Aksi ‘Pray For Korban Novel Baswedan‘ di Kejagung, Ini Tuntutan Massa

Aksi massa Corong Rakyat kembali berlanjut di Kejaksaan Agung (Kejagung), Jakarta, Selasa (21/1/2020)
Netralnews.com/Adiel Manafe
Aksi massa Corong Rakyat kembali berlanjut di Kejaksaan Agung (Kejagung), Jakarta, Selasa (21/1/2020)

JAKARTA, NETRALNEWS.COM - Aktivis Corong Rakyat dengan lambannya pihak Kejaksaan Agung (Kejagung) melimpahkan kasus sarang burung walet yang menyeret nama penyidik KPK Novel Baswedan ke Pengadilan. 

Kekecewaan itu disampaikan Corong Rakyat lewat aksi beruntun yang digelar di Kejagung selama kurang lebih tiga bulan terakhir. 

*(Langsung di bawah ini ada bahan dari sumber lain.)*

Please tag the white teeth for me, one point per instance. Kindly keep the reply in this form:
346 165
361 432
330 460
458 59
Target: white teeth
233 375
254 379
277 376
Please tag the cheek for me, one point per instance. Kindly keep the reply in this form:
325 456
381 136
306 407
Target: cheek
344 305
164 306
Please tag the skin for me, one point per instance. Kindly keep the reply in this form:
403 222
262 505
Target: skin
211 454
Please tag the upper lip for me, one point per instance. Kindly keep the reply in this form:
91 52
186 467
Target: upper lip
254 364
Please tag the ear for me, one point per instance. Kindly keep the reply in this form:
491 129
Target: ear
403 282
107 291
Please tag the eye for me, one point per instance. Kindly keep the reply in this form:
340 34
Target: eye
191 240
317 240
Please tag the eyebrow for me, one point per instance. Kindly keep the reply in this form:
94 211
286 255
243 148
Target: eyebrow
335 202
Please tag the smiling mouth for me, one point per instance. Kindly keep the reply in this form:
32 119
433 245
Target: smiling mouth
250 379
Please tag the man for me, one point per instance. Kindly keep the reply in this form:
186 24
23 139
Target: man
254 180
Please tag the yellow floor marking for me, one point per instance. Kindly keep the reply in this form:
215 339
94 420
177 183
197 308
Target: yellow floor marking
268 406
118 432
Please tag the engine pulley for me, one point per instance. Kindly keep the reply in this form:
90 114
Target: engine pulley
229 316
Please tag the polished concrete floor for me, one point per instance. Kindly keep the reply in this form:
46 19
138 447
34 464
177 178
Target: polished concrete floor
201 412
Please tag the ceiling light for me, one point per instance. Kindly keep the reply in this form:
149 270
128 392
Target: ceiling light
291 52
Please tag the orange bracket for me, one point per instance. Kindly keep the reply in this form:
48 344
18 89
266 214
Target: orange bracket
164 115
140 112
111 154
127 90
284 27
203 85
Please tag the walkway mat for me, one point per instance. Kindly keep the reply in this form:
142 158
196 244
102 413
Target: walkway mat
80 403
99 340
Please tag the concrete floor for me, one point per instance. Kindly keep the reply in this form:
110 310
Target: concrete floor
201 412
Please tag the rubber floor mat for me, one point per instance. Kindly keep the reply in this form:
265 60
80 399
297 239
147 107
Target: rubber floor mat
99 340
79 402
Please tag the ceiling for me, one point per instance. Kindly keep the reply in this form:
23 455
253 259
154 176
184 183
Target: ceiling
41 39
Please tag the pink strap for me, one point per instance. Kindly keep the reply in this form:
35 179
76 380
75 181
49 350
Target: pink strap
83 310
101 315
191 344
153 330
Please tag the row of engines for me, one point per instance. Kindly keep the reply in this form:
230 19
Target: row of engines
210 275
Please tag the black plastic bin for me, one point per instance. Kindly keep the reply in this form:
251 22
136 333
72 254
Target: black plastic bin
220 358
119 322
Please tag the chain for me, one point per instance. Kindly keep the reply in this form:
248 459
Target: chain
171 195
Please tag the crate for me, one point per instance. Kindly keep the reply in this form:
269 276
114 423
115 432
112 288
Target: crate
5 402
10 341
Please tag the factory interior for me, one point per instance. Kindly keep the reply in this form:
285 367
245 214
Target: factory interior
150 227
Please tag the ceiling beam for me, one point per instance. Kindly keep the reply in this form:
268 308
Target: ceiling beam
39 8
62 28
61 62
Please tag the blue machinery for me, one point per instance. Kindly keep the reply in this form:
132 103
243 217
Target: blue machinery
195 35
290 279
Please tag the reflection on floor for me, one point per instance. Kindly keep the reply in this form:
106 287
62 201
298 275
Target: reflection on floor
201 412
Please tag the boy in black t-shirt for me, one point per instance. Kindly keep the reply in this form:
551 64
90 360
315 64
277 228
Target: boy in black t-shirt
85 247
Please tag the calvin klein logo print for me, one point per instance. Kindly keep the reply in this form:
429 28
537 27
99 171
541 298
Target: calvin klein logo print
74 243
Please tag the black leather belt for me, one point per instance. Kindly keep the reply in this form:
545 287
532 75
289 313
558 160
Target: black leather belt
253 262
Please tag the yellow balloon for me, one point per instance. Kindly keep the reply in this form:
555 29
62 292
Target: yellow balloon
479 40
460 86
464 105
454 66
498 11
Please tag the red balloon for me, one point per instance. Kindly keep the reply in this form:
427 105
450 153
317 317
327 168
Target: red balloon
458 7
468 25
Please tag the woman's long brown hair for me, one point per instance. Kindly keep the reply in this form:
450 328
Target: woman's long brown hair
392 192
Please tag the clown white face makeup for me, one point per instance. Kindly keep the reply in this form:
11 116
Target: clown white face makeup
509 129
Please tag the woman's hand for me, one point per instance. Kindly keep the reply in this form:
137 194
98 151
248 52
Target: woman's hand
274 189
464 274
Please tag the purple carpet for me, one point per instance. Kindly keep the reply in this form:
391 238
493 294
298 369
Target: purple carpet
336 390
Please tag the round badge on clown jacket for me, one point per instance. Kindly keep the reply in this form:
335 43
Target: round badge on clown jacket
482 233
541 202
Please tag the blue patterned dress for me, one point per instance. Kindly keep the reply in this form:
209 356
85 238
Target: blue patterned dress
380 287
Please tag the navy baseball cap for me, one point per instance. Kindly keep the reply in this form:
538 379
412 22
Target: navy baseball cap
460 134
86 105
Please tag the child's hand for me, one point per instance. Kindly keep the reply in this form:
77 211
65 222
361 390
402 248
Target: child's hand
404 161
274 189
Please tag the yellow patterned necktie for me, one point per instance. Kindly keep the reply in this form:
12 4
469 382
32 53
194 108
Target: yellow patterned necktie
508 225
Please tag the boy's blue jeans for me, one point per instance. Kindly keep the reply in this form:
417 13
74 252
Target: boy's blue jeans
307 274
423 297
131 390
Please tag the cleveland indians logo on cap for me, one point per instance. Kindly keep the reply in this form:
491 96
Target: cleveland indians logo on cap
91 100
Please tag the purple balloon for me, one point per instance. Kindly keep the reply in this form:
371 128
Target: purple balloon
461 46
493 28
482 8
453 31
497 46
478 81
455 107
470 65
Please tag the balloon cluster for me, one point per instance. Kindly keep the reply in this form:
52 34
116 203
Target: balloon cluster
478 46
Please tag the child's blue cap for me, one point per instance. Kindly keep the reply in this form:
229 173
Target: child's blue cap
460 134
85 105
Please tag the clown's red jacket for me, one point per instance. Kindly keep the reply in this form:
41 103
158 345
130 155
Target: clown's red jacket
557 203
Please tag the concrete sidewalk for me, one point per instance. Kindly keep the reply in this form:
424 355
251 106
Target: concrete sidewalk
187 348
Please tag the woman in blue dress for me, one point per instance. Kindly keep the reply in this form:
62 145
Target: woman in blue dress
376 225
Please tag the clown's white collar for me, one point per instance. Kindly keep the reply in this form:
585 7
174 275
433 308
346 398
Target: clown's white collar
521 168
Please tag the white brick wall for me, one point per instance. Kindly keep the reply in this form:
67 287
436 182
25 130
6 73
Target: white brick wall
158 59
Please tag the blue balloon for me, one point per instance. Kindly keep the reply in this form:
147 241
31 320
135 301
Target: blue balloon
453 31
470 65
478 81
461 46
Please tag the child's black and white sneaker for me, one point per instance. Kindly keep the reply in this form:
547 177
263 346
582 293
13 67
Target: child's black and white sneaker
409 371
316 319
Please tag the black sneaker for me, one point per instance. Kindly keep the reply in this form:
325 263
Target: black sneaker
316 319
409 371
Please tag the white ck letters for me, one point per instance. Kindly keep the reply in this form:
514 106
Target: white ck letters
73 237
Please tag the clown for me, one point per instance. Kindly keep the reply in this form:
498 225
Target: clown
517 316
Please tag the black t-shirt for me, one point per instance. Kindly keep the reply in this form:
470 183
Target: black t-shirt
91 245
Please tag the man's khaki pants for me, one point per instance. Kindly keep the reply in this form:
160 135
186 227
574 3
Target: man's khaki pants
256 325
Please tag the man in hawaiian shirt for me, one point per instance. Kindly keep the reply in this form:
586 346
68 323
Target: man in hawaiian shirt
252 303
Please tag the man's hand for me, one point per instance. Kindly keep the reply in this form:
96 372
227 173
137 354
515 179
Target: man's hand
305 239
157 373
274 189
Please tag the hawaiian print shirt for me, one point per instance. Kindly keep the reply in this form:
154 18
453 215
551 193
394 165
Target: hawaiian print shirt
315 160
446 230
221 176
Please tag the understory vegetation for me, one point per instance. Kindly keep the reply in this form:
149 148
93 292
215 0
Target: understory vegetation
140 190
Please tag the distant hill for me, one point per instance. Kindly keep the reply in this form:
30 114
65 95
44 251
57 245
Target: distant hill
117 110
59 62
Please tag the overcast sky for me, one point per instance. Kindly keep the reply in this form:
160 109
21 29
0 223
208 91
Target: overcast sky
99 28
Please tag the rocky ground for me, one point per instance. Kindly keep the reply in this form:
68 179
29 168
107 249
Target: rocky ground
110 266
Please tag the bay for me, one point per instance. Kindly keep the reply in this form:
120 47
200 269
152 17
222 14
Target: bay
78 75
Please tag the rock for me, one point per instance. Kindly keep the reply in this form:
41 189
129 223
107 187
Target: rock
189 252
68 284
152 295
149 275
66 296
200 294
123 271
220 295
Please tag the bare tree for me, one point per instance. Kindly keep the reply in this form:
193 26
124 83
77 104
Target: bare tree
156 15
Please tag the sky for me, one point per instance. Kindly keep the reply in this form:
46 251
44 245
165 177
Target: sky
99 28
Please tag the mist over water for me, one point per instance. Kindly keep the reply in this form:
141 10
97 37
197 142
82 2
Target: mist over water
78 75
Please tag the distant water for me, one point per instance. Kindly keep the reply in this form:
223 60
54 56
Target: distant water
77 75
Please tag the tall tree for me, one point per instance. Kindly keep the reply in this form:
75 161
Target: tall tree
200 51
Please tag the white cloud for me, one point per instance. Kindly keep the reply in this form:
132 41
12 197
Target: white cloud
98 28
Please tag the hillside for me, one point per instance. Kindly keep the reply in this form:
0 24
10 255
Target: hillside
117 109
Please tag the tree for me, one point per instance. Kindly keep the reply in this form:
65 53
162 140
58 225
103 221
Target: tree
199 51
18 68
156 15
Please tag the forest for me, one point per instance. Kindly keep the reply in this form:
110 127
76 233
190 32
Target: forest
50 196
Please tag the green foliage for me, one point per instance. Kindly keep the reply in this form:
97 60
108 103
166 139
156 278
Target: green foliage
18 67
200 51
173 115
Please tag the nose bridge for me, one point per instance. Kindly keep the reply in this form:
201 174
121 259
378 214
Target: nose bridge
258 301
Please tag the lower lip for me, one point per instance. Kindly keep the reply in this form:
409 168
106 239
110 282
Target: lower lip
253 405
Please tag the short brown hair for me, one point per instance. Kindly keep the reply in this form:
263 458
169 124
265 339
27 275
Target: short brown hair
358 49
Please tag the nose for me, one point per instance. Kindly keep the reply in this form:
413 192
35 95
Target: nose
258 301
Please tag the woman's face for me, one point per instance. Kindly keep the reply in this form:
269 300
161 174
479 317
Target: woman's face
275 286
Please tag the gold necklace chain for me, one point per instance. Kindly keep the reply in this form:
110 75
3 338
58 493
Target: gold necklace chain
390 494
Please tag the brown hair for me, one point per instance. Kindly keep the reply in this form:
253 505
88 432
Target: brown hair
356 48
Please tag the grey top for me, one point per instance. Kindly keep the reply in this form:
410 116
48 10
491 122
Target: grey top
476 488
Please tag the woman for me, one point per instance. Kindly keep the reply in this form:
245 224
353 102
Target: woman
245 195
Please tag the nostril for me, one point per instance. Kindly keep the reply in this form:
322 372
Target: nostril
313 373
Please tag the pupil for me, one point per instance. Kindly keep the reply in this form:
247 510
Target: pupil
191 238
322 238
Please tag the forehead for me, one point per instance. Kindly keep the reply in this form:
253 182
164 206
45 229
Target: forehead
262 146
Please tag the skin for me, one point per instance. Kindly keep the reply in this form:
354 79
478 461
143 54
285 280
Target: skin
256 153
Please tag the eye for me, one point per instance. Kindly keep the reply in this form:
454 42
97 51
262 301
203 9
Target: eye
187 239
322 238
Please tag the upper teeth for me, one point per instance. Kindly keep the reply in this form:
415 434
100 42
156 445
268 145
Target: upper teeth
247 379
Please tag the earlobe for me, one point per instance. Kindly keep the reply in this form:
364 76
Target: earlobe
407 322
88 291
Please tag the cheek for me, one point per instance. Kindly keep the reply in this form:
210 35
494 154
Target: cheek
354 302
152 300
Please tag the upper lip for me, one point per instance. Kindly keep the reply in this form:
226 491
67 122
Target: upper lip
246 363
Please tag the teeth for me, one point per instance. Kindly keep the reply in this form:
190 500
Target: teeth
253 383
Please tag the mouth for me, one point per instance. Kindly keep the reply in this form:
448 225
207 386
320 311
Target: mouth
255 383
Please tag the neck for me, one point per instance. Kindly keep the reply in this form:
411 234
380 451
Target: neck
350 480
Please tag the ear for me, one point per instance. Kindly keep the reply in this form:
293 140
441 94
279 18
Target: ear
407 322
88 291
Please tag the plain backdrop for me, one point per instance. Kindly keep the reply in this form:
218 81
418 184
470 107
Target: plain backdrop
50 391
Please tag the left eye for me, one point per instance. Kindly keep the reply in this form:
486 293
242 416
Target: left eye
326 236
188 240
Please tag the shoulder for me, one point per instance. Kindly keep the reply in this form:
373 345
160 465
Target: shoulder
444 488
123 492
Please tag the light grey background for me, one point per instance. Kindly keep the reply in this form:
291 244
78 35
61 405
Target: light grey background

Hari ini, Rabu (11/3/2020), Corong Rakyat kembali menggelar aksi bertajuk 'Pray For Korban Novel Baswedan.' 

Dalam aksinya, massa membakar ban bekas dan tiduran di Gerbang belakang Gedung Kejagung, Jakarta Selatan. 

"Kejagung terlihat mengabaikan aspirasi rakyat kecil soal kasus sarang burung walet," tegas Koordinator aksi, Riko. 

Menurut Riko, Jaksa Agung harusnya tancap gas menyelesaikan kasus sarang burung walet itu ke Pengadilan.

"Jangan pulang sebelum Novel Baswedan diadili. Jaksa Agung bersikap fair-lah dan profesional untuk melimpahkan kasus pembunuhan yang diduga dilakukan Novel Baswedan tersebut," ujarnya.

Karenanya, Riko berharap kasus yang telah bergulir belasan tahun ini segera dituntaskan sehingga tidak muncul anggapan seolah-olah Novel kebal hukum. 

Selain itu, ia juga menyayangkan jika ada sejumlah aktivis hak asasi manusia yang lebih membela Novel ketimbang keluarga korban yang dizalimi. 

"Kami kembali ingatkan bahwa keluarga korban menang di praperadilan atas deponering kasus Novel Baswedan," ungkapnya.

Lebih jauh, pihaknya meminta Kejagung mengusut tuntas penyalahgunaan wewenang oleh Novel Baswedan saat tragedi kasus sarang burung walet di Bengkulu. 

Demi keadilan terpenuhi untuk rakyat kecil, lanjut Riko, maka Corong Rakyat menyerukan kepada elite kekuasaan, seperti Presiden, Jaksa Agung, dan Kapolri bersikap fair atas kasus tersebut.

"Elit penguasa harus fair terhadap rasa keadilan keluarga korban penembakan yang diduga dilakukan Novel di Bengkulu," pungkasnya.